Methods: We retrospectively analyzed RV–PA coupling in heart transplant recipients from our center who underwent transplantation between 2012 and 2023. Early RV–PA coupling after transplantation was assessed using fractional area change adjusted for systolic pulmonary artery pressure (FAC/PASP), estimated from baseline transthoracic echocardiographic examinations performed within the first four weeks after transplantation. The composite endpoint was all-cause mortality.

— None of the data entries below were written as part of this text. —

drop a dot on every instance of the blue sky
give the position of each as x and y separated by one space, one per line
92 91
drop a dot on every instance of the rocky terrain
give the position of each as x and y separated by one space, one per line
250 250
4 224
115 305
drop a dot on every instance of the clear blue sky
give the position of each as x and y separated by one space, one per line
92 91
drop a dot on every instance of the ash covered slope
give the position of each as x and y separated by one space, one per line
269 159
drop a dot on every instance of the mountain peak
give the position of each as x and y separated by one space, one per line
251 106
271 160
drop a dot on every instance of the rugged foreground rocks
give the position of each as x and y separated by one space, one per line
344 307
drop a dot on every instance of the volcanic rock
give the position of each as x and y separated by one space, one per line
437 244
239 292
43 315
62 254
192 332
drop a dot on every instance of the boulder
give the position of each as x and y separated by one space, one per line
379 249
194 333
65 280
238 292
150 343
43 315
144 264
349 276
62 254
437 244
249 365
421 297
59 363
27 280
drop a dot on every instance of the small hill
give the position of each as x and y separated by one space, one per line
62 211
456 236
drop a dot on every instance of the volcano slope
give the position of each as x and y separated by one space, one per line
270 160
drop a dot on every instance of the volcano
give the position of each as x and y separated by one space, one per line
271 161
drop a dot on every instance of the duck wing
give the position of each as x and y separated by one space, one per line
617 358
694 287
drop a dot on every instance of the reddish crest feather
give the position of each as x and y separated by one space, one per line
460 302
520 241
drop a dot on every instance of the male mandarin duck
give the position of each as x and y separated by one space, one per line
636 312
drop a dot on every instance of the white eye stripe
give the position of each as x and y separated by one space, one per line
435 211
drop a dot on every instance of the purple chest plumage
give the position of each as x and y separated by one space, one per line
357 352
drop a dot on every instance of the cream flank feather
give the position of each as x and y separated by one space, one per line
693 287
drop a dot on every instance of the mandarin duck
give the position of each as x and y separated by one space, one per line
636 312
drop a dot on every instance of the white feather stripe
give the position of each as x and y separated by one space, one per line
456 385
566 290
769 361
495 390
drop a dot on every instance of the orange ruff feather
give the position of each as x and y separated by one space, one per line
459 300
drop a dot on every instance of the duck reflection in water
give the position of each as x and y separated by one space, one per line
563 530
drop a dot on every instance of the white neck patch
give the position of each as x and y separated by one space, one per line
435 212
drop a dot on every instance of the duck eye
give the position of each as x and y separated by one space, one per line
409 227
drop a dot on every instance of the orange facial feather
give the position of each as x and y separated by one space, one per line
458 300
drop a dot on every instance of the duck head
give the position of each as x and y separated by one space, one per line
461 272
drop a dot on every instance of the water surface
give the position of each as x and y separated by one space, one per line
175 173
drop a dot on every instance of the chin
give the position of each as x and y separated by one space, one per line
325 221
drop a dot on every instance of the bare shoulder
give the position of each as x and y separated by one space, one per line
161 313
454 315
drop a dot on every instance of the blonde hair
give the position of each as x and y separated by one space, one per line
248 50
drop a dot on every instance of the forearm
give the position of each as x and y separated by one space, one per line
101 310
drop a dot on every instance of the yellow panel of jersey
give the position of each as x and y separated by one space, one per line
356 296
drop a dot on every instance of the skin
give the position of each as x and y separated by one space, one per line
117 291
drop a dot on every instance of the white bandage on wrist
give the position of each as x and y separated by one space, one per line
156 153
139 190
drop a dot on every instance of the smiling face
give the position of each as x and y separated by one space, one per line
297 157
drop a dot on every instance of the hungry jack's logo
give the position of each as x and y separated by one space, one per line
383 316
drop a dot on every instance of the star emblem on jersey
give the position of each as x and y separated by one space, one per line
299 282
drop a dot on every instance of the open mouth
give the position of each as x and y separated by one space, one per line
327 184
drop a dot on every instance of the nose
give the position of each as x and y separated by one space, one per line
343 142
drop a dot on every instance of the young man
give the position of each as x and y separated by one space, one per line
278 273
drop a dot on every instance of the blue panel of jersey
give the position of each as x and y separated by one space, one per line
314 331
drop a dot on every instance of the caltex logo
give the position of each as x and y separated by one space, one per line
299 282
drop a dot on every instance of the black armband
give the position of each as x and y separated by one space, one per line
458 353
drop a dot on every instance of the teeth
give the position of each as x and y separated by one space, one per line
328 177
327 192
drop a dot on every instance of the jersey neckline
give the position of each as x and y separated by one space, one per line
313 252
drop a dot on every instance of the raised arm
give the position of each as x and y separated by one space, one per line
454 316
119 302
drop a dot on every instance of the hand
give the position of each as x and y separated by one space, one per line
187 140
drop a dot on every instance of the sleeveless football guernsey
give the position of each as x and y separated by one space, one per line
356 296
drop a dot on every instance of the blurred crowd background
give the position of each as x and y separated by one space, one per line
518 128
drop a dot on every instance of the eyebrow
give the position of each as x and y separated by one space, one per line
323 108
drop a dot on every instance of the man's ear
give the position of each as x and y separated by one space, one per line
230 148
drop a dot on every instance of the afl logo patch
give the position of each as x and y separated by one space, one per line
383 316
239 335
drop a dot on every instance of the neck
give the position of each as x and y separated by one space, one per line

Results: 80 heart transplant recipients were included in the study (median age 51 years, 75% male). Over a median follow-up period of 74 months (IQR 42–102), 15 patients (18.8%) died. There were no significant differences in comorbidity burden between survivors and non-survivors. Non-survivors exhibited higher pulmonary pressures pre-transplant (mean pulmonary arterial pressure (mPAP) 34 mmHg (IQR 25-37) vs. 21 mmHg (IQR 15-29), p=0.015, pulmonary arterial wedge pressure (PAWP) 25 mmHg (IQR 17-27) vs. 13 mmHg (IQR 8-20), p=0.012). The median FAC/PASP value of 1.20 (IQR 0.92–1.72) was used to define RV–PA uncoupling and stratify the study population. Patients exhibiting RV–PA uncoupling had worse RV function (tricuspid annular plane systolic excursion (TAPSE) 14±3 mm vs.18±3 mm, p=0.001, RV free wall strain (RVFWS) 14.7±5.1 % vs. 19.9±3.0 %, p<0.001) and higher post-transplant RV afterload, as reflected by echocardiography-estimated PASP (33 mmHg (IQR 30-40) vs. 25 mmHg (IQR 22-30), p<0.001). There were no differences in pre-transplant precapillary pressures (pulmonary vascular resistance (PVR) 1.78±0.75 WU vs. 1.75±0.84 WU, transpulmonary pressure gradient 8.9±3.1 mmHg vs. 8.4±4.1 mmHg, both p>0.05) between the patient cohorts with and without RV–PA uncoupling after transplantation. When analyzing the prognostic value of RV-PA uncoupling, FAC/PASP-defined RV–PA uncoupling was not predictive of outcomes in the Kaplan–Meier analysis (log-rank: p=0.596).

Conclusion: FAC/PASP-defined early RV–PA uncoupling was not prognostic in patients after heart transplantation. Our findings suggest that early RV–PA uncoupling possibly reflects temporary RV impairment rather than a prognostic marker in heart transplant recipients.